As a fan of “just works”, without peeking the system and trying to fix it to my needs playing with the registry, MAYBE breaking something else that the user depends on with the settings that are there, and after some headaches with systems of my users with their “native” engines broken, I decided always to add that ridiculous small 100MB CEF engine that allows me to use executeInXojo() and executeInXojoSync() that I need and no regrets so far.
So, FOR ME, using “native” is a burden, not a solution.
To be honest, I am not sure if I really need to enable WebKit, but Google pointed me to some answers where this was mentioned. I just tried to play around with it to figure out, if it helps with my actual problem.

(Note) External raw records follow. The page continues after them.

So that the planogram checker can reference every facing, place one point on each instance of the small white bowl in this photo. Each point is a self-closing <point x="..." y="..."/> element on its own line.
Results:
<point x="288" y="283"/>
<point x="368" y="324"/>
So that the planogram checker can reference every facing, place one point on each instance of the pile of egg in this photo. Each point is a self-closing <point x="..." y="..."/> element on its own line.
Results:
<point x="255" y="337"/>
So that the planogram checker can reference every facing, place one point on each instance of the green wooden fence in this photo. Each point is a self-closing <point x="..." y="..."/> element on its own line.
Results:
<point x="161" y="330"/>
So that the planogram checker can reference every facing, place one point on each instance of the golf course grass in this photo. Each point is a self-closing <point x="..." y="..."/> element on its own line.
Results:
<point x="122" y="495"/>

Confirmed: HTMLViewer works as epected, but DesktopHTMLViewer seems to only support WebKit/CEF.
The overhead for the WebKit renderer is about 200MB, actually. A simple “hello world” app is 40MB with the native renderer, but over 240MB with Webkit. [Testing in a 64 bit app. 32 bits may be “only” 100MB]
For now, I am superimposing the MBS control on top of a legacy HTMLViewer (using Native.) Which one to load, and render visible, is decided after testing for WebView2 availability (also done within the plugin.) This nicely saves the WebKit overhead in the built app, which in itself was roughly twice the size of the rest of the code combined.
Hi there, I not so sure about this statement, when I upgraded to API2 and obviously webkit as the renderer for my HTML viewer my compiled app actually shrunk from 26mg down to 18meg, I was using the native renderer before. No one has really be able to explain the massive decrease in compiled application size after the change, so I’m not sure that webkit is the culprit…
I am referring to build size on Windows. If you use WebKit, Xojo will bundle more than 100MB worth of Chromium stuff into your app. WebKit is built-in on Mac (and on Linux, though it may be optional on some distros.)
I could have been more specific, but I thought it implicit because the “WebKit/Native” issue is always in the context of Windows. The WebView2 (with MBS) option I mentioned is also strictly a Windows thing.
These look like Mac screenshots. In this respect you didn’t change anything when you switched from “Native” to “WebKit”. The old HTMLViewer always used WebKit on Mac and Linux, with the “Native” setting being irrelevant. On these platforms, WebKit “is” native.
The build-size difference, that you mentioned, is interesting. I’m only guessing but it might be that the new DesktopHTMLViewer has less overhead, with no Windows “Native rendering” support that might still compile as cruft into other targets. Be assured, though, that on Windows your app will be a monster. Heck, I’d have to look to see if I could get a Windows “Hello World” into your size.